Just two days after the Associated Press got roasted for its headline about “two interpretations” of Jan. 6 from Trump and Biden, The New York Times is taking the heat for similar headlines on the anniversary of Jan. 6.
With the headline “Clashing Over Jan. 6, Trump and Biden Show Reality Is at Stake in 2024,” the Times prompted critics like Mark Jacob, an ex-editor at The Chicago Tribune and The Chicago Sun-Times to take to X (formerly Twitter) to express their disappointment. “The New York Times must have a policy to produce “safe,” generic headlines about the fascist Republican menace. My short thread 6 days ago took note of it,” Jacob tweeted.
In a Dec. 30 thread, Jacob pointed out Times headlines that he said were “incompetent” and favored or played to the right wing. “The New York Times writes fact-based stories and then undersells them with vague, cowardly headlines. It’s not an accident. It’s a marketing decision to go soft when the facts look bad for Team Trump. NYT doesn’t want to anger the right wing,” he tweeted at the start of the thread.
ADVERTISEMENT
The Associated Press got flamed Thursday for the headline, “One attack, two interpretations: Biden and Trump both make the Jan. 6 riot a political rallying cry,” which critics accused as “bothsidesism.”
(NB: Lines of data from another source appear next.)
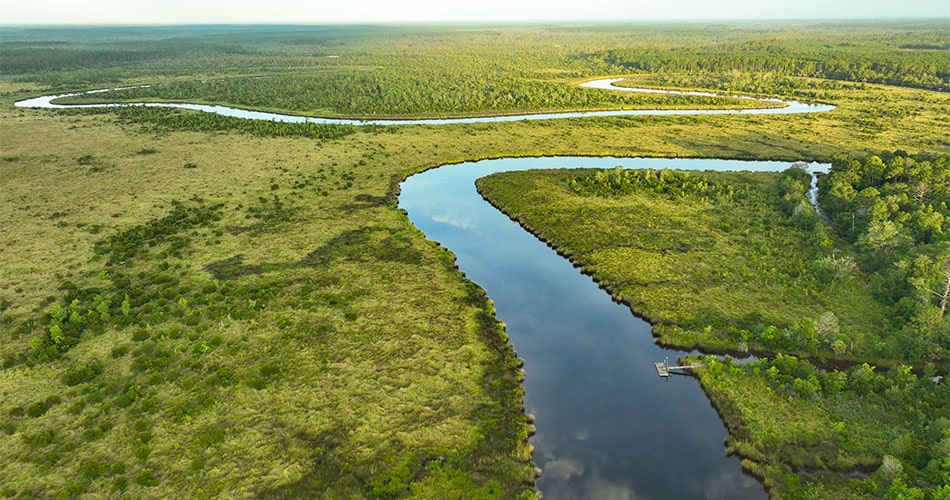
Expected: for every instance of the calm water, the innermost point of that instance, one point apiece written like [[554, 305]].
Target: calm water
[[607, 84], [608, 426]]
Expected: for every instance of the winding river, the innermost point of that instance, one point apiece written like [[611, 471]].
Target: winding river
[[604, 84], [607, 425]]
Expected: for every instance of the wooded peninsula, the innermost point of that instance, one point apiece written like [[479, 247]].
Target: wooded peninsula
[[200, 305]]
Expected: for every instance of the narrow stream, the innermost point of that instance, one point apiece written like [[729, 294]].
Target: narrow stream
[[607, 425], [46, 102]]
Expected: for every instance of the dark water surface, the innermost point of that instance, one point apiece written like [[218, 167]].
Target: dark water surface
[[789, 107], [607, 425]]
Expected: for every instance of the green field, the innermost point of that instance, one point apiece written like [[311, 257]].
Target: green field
[[199, 306]]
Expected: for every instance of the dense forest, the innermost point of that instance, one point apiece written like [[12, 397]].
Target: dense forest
[[846, 321], [207, 306]]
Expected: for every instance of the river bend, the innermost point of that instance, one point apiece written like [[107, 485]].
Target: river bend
[[607, 425], [46, 102]]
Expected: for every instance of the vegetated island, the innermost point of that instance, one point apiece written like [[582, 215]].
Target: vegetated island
[[211, 306], [846, 314]]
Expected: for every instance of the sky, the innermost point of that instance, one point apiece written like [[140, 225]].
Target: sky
[[45, 12]]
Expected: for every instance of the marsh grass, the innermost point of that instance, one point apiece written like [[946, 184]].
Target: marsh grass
[[308, 341]]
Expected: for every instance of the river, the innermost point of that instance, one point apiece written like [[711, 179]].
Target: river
[[607, 425], [46, 102]]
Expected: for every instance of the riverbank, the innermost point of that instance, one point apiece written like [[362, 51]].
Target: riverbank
[[799, 428]]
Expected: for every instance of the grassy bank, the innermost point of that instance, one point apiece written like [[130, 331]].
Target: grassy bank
[[737, 262], [192, 305]]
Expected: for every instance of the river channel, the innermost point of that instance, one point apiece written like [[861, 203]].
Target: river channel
[[607, 425]]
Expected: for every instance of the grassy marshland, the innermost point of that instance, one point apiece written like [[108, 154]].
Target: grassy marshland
[[200, 306]]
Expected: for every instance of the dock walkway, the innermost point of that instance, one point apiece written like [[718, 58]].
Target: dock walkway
[[664, 369]]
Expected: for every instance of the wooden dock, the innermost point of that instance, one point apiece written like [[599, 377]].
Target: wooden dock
[[664, 369]]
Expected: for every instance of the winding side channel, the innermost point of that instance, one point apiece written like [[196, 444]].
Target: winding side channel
[[607, 425], [46, 102]]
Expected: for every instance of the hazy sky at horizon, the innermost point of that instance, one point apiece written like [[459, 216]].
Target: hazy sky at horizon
[[381, 11]]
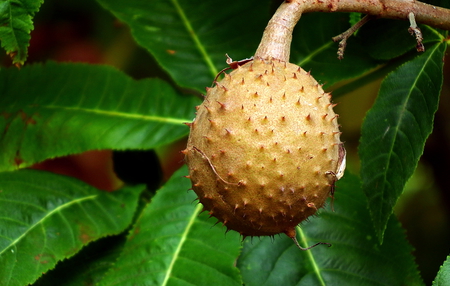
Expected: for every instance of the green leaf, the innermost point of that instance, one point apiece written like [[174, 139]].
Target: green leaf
[[172, 245], [313, 49], [355, 257], [395, 130], [16, 23], [189, 38], [386, 38], [45, 218], [88, 266], [443, 276], [59, 109]]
Senator Cortez Masto (D-NV.) tweeted the headline writing, “Donald Trump incited an insurrection on Jan. 6th in an attempt to overthrow our democracy and stop the peaceful transfer of power. There is no other ‘interpretation’ of this.” Tom Nichols from The Atlantic added to the outcry, captioning a link to the article on X, “Dear God, this is a real headline.”
Just days earlier, AP acknowledged its own faulty headline on Claudine Gay’s Harvard resignation. Originally headlined, “Harvard president’s resignation highlights new conservative weapon against colleges: plagiarism,” it was changed to “Plagiarism charges downed Harvard’s president. A conservative attack helped to fan the outrage.” VP of AP Lauren Easton later told Fox News that “the story doesn’t meet our standards.”